Last week, the Associated Press’s Twitter account was hacked by an experienced rogue group of hackers. If you’re not familiar with what happened, AP’s Twitter account announced that explosions had erupted at the White House and that President Barack Obama had been injured in the attack. The Dow Jones Industrial subsequently – although briefly – dropped well over 100 points. It rebounded shortly thereafter after the AP acknowledged the hack.
None of this was – or is true. To learn more details of the hack, check out this report on NPR.
Please pause and consider the ramifications of this significant event. An announcement that the President of the United States has been injured not only causes concern for the Office, but for the state of national security as well. It implies political instability and could yield a variety of damaging effects had the Associated Press not addressed the breach as quickly and publicly as it did. Consider, if you will, the consequences of the drop in the stock market and the short-term frenzy that it cause. While the hack was short-lived, it is indeed reminiscent of the events immediately following September 11, 2001.
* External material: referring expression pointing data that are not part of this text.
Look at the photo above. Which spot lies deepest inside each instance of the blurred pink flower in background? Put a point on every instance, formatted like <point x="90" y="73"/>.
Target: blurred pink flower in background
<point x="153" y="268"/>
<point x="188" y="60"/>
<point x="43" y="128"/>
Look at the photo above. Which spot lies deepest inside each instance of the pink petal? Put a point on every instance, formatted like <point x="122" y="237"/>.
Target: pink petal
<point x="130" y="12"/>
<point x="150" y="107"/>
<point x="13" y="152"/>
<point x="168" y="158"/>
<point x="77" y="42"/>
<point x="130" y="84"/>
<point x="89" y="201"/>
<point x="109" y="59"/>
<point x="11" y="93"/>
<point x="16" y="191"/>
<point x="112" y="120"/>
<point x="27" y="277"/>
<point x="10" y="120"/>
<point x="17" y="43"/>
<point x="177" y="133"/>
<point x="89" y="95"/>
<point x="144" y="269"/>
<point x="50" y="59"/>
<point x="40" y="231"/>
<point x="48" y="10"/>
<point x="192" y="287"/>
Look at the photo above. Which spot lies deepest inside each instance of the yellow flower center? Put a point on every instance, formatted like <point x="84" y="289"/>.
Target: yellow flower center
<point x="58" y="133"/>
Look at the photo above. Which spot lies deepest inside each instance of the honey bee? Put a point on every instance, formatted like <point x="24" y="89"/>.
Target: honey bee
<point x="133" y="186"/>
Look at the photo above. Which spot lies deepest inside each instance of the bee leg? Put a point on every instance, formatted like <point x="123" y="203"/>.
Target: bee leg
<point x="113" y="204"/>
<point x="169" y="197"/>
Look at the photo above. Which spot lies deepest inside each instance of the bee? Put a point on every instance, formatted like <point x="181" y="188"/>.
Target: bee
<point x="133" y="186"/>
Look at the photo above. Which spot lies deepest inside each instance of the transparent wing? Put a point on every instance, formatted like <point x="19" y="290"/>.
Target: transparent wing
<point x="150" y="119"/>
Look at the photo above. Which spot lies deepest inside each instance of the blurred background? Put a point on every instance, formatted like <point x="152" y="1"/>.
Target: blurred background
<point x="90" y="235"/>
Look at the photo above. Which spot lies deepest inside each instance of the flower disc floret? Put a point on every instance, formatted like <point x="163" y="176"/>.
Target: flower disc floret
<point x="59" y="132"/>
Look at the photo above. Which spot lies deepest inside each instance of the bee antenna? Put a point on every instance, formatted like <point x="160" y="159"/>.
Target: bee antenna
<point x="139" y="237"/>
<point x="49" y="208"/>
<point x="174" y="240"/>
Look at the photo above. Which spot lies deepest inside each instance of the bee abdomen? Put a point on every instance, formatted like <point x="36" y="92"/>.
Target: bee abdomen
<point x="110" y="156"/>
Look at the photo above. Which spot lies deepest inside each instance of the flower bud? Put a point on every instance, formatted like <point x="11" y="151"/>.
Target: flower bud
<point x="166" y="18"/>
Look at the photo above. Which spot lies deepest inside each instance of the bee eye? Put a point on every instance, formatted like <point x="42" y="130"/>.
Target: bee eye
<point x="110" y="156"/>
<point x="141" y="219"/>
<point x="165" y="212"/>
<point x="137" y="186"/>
Now some six years into my social media journey, I still cross paths with folks who maintain that “social media doesn’t matter.” Some naysayers deem social media a fad, a passing trend or flights of fancy for Generation Y. Many of us now get our new from social media, flawed though it may be. While much of the information released via social media during the wake of the tragic recent Boston Marathon bombings was false, some of the most important – and current – information is also released via social media. The most important tweet during a five-day siege of fear was released by Boston Police Department: “CAPTURED!!! The hunt is over. The search is done. The terror is over. And justice has won. Suspect in custody.”
Social media matters more than ever before.